Commentaire • 0
Sur la décision
| Référence : | TJ Toulouse, j l d, 30 sept. 2025, n° 25/01598 |
|---|---|
| Numéro(s) : | 25/01598 |
| Importance : | Inédit |
| Dispositif : | Maintien de la mesure de soins psychiatriques |
| Date de dernière mise à jour : | 5 novembre 2025 |
| Lire la décision sur le site de la juridiction |
Texte intégral
COUR D’APPEL DE [Localité 4]
TRIBUNAL JUDICIAIRE DE TOULOUSE
ORDONNANCE
N° De MINUTE N° RG 25/01598 – N° Portalis DBX4-W-B7J-UPHH
Le 30 Septembre 2025
Nous, Catherine ESTEBE, Juge délégué au Tribunal judiciaire de TOULOUSE, assistée de Margaux TANGUY, Greffier,
Nous trouvant à l’hôpital [1] conformément à la convention signée avec L’A.R.S, statuant en audience publique, contradictoirement et en premier ressort ;
En présence de Monsieur [B] [O], régulièrement convoqué, assisté de Me Mélaine BAHLER, avocat au barreau de Toulouse ;
En l’absence de Monsieur le directeur du CENTRE HOSPITALIER MARCHANT, régulièrement convoqué ;
En l’absence du tiers, régulièrement avisé ;
Vu la requête du 29 Septembre 2025 à l’initiative de Monsieur le directeur du CENTRE HOSPITALIER MARCHANT concernant Monsieur [B] [O] né le 05 Juillet 1996 à [Localité 3] (ALGERIE) ;
Vu les pièces annexées et répertoriées sous bordereau joint ;
Vu les réquisitions écrites de Monsieur le Procureur de la République ;
Vu la Loi n°2011-803 du 5 juillet 2011 relative aux droits et à la protection des personnes faisant l’objet de soins psychiatriques et aux modalités de leur prise en charge ;
Vu les articles L3211-12 et suivants et R3211-7 et suivants du Code de la Santé Publique ;
Monsieur [B] [O] a été admis en soins psychiatriques sans consentement, sur décision du directeur d’établissement et dans le cadre de la procédure d’urgence, le 22 septembre 2025, en raison de troubles du comportement.

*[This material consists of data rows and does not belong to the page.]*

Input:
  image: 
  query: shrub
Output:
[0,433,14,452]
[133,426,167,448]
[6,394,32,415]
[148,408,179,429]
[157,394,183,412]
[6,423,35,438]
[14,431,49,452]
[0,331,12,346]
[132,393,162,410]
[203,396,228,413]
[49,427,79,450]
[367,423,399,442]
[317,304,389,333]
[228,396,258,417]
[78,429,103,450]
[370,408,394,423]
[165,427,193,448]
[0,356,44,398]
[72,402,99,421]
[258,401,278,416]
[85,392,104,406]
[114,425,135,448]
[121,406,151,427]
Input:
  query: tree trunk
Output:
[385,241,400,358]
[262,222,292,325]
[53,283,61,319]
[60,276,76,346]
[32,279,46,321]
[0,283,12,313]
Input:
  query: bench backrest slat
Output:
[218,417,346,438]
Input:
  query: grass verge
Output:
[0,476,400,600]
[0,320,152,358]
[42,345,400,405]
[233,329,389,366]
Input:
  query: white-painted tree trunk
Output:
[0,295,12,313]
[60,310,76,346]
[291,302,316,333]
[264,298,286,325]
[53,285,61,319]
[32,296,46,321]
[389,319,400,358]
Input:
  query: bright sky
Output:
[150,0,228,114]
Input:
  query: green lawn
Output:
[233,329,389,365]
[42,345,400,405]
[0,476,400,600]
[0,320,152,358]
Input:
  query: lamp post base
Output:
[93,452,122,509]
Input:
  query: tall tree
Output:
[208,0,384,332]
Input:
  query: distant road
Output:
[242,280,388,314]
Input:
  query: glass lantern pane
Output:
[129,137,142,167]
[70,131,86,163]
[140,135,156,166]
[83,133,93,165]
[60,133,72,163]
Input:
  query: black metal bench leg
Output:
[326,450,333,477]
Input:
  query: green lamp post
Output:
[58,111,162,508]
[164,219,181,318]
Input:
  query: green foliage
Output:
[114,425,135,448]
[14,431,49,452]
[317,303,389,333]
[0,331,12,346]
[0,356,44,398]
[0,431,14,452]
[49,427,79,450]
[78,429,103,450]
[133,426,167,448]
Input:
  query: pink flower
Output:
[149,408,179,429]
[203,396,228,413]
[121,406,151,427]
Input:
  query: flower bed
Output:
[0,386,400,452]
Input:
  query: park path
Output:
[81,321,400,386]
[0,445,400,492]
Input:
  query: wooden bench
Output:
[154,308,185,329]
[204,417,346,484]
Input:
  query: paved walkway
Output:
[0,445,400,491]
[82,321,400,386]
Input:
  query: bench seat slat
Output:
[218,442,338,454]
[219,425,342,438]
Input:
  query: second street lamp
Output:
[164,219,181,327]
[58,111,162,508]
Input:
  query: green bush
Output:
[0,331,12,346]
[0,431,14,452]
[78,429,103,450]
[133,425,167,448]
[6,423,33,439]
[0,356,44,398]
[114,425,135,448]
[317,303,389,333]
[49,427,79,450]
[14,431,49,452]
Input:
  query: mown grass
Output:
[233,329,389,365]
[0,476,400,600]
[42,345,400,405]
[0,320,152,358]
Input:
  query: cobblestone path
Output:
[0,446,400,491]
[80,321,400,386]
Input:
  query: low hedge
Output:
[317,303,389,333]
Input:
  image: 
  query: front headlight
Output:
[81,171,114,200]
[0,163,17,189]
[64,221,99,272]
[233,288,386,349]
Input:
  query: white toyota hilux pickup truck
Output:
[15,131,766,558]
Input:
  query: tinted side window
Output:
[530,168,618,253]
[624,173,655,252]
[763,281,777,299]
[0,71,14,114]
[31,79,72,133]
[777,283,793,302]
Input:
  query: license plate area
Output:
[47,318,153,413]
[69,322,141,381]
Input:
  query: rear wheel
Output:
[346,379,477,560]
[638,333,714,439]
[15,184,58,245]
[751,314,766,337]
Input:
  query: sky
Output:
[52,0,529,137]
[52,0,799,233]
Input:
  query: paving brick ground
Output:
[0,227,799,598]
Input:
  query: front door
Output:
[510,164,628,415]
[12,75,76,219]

A l’audience de ce jour, le conseil de Monsieur [O] soulève que le risque grave d’atteinte à l’intégrité du malade n’est pas suffisamment caractérisé et sollicite la mainlevée de la mesure de soins psychiatriques sous la forme d’une hospitalisation complète.
Selon l’article L. 3212-1 du Code de la santé publique, une personne atteinte de troubles mentaux ne peut faire l’objet de soins psychiatriques sur décision du directeur d’un établissement hospitalier que lorsque les deux conditions suivantes sont réunies :
— ses troubles mentaux rendent impossible son consentement ;
— son état mental impose des soins immédiats assortis soit d’une surveillance médicale constante justifiant une hospitalisation complète, soit d’une surveillance médicale régulière justifiant une prise en charge sous une forme incluant des soins ambulatoires.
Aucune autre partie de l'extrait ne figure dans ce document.